I haven’t had much opportunity to sit down and write lately. Life has been moving at warp speed and time is flying by. I signed up for a 30 day writing challenge at the beginning of last month. I managed to write the first two days. Things like that backfire on me. It’s weird. I definitely get a mental block the minute I sign up for any type of writing challenge. Even If I challenge myself. Really not sure what that is about.
I let it all get to me and I start to think it is too hard, how can it be done? But it can be done, it has been done. A million times. What holds me back from accomplishing my dreams? Just myself I suppose. I let the weight of my worldly situations boggle me down to where I think, I cannot think. The inspiration comes and I watch it go like a dream.
At the very top of my problems, is the fact that I am so unorganized. If that were not an issue I would probably have it more together. At least I would maybe feel like I have it more together. I also always think I don’t have enough time. My thoughts and reality do not mesh though. I actually have plenty of time. I sit around and do nothing for the better half of my day and that alone is unsettling.

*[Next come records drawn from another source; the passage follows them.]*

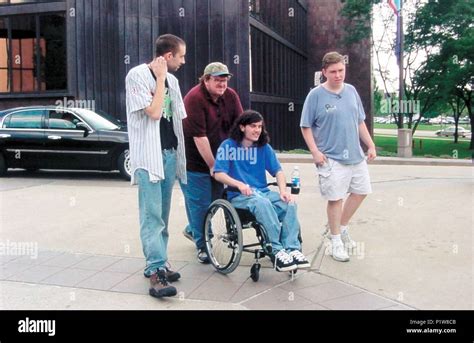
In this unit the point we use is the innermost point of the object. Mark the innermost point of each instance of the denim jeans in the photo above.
(154, 202)
(200, 191)
(278, 217)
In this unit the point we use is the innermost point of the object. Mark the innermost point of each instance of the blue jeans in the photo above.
(154, 202)
(278, 217)
(200, 191)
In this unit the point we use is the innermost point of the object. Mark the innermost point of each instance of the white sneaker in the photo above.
(339, 253)
(347, 240)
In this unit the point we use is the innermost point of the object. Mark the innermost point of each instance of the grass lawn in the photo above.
(421, 127)
(387, 146)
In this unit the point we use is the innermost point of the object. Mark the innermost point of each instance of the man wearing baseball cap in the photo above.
(211, 107)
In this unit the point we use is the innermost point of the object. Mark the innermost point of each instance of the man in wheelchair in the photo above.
(241, 163)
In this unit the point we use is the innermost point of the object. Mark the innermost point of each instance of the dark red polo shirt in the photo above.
(207, 118)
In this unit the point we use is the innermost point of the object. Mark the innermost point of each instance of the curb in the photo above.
(307, 158)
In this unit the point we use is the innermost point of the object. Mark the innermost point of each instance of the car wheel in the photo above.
(3, 165)
(123, 164)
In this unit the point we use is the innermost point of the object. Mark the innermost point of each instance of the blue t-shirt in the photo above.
(247, 165)
(334, 120)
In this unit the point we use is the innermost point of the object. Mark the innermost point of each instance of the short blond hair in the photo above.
(332, 57)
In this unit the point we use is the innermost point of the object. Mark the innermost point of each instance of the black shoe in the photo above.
(203, 257)
(284, 262)
(171, 276)
(159, 285)
(188, 235)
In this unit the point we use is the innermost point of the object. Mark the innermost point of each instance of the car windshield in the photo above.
(98, 122)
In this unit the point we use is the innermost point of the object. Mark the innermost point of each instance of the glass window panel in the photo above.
(53, 51)
(23, 52)
(26, 120)
(4, 85)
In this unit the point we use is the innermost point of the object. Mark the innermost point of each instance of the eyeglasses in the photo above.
(220, 80)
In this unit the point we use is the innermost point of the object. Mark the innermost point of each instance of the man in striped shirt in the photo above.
(155, 111)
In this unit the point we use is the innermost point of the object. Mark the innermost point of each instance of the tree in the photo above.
(446, 27)
(417, 93)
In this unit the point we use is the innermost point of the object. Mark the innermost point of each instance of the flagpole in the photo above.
(404, 148)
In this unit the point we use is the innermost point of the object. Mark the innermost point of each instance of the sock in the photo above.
(336, 239)
(344, 229)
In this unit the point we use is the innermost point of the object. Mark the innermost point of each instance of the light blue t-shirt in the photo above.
(334, 120)
(247, 165)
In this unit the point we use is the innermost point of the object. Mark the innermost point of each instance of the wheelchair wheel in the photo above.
(223, 235)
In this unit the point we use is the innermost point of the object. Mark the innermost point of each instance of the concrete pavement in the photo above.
(415, 247)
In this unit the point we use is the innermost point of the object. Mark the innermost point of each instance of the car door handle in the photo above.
(54, 138)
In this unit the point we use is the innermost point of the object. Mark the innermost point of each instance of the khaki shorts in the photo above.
(336, 179)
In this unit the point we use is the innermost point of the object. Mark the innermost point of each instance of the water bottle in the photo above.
(295, 180)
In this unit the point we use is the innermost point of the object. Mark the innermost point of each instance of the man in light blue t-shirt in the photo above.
(241, 163)
(332, 123)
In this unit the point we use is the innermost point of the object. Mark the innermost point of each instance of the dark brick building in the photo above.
(53, 51)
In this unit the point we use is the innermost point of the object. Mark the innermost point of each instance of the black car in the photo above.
(52, 137)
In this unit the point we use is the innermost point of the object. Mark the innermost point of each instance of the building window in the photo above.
(13, 2)
(33, 53)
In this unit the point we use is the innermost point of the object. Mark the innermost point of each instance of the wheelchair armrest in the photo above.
(294, 190)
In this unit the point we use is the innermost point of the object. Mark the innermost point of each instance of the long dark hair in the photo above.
(246, 118)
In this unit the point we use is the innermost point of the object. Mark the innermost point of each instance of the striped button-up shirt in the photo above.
(144, 132)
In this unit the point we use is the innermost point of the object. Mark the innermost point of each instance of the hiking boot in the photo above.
(347, 240)
(159, 285)
(338, 252)
(203, 257)
(284, 262)
(300, 259)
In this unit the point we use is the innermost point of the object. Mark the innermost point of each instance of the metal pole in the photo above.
(400, 65)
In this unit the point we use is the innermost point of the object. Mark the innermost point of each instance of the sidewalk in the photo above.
(414, 233)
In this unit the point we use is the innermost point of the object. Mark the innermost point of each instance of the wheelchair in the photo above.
(223, 234)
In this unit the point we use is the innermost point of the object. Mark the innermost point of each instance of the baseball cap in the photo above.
(217, 69)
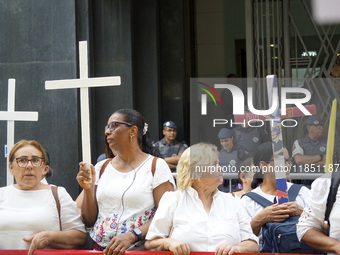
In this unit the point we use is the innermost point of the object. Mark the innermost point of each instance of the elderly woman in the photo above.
(266, 187)
(29, 218)
(198, 217)
(121, 199)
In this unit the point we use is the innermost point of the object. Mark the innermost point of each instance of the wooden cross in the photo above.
(10, 116)
(84, 83)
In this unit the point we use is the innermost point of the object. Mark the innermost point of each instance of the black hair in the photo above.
(263, 153)
(136, 119)
(48, 162)
(257, 180)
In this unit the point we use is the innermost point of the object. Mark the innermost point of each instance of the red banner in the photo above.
(87, 252)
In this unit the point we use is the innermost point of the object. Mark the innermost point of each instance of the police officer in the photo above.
(169, 148)
(228, 154)
(247, 139)
(310, 150)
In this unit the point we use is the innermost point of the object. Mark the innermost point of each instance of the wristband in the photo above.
(136, 237)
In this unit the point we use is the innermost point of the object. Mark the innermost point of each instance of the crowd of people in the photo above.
(130, 200)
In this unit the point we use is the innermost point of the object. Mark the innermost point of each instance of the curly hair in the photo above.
(201, 154)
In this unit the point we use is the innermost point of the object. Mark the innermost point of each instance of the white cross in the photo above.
(84, 82)
(10, 116)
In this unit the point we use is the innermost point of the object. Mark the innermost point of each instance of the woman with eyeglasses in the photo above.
(266, 187)
(29, 218)
(121, 199)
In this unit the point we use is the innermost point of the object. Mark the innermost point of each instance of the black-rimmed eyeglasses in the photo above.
(114, 124)
(36, 161)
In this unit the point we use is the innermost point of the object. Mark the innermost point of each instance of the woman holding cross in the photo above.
(121, 200)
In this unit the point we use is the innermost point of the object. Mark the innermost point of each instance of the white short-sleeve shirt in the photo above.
(225, 223)
(125, 200)
(26, 212)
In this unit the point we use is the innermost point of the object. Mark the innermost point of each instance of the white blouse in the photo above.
(26, 212)
(125, 200)
(253, 208)
(225, 223)
(314, 212)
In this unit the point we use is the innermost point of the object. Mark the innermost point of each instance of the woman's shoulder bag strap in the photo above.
(153, 166)
(56, 198)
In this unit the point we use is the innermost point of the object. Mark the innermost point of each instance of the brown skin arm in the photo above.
(309, 159)
(321, 242)
(273, 213)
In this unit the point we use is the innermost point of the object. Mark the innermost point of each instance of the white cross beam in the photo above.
(84, 82)
(10, 116)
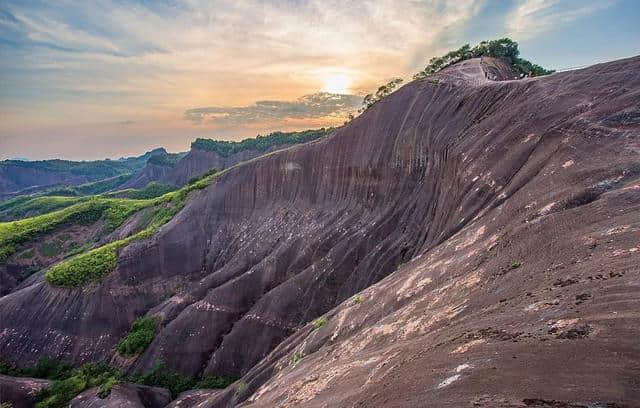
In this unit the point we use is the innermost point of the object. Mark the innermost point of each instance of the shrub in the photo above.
(160, 376)
(85, 267)
(504, 48)
(296, 357)
(142, 332)
(214, 381)
(382, 92)
(259, 143)
(50, 249)
(105, 388)
(76, 380)
(241, 387)
(319, 322)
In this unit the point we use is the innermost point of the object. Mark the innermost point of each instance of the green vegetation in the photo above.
(27, 254)
(259, 143)
(241, 387)
(93, 265)
(70, 381)
(97, 187)
(142, 332)
(50, 249)
(152, 190)
(169, 159)
(214, 381)
(161, 376)
(504, 48)
(381, 93)
(75, 381)
(296, 358)
(32, 206)
(319, 322)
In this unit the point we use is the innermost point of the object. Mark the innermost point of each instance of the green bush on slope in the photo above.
(93, 265)
(70, 381)
(142, 332)
(259, 143)
(114, 212)
(504, 48)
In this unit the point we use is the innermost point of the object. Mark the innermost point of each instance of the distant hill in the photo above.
(23, 177)
(207, 154)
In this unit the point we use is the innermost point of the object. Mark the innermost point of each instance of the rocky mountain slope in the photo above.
(207, 154)
(25, 177)
(467, 241)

I have managed to get some stories out of my head, kind of like a very ruff, ruff, draft/treatment for my idea. I found this is helpful for me to get some of them out. I just have a couple that are eternally swirling around up there and I just need them out. They are always the last things I think about before I go to sleep. I have learned to turn off my overthinking brain by just instantly thinking about something I want to write. I always fall asleep. I wish it would lead to some really cool lucid dreaming but that has not happened yet. Like my writing I will just keep trying.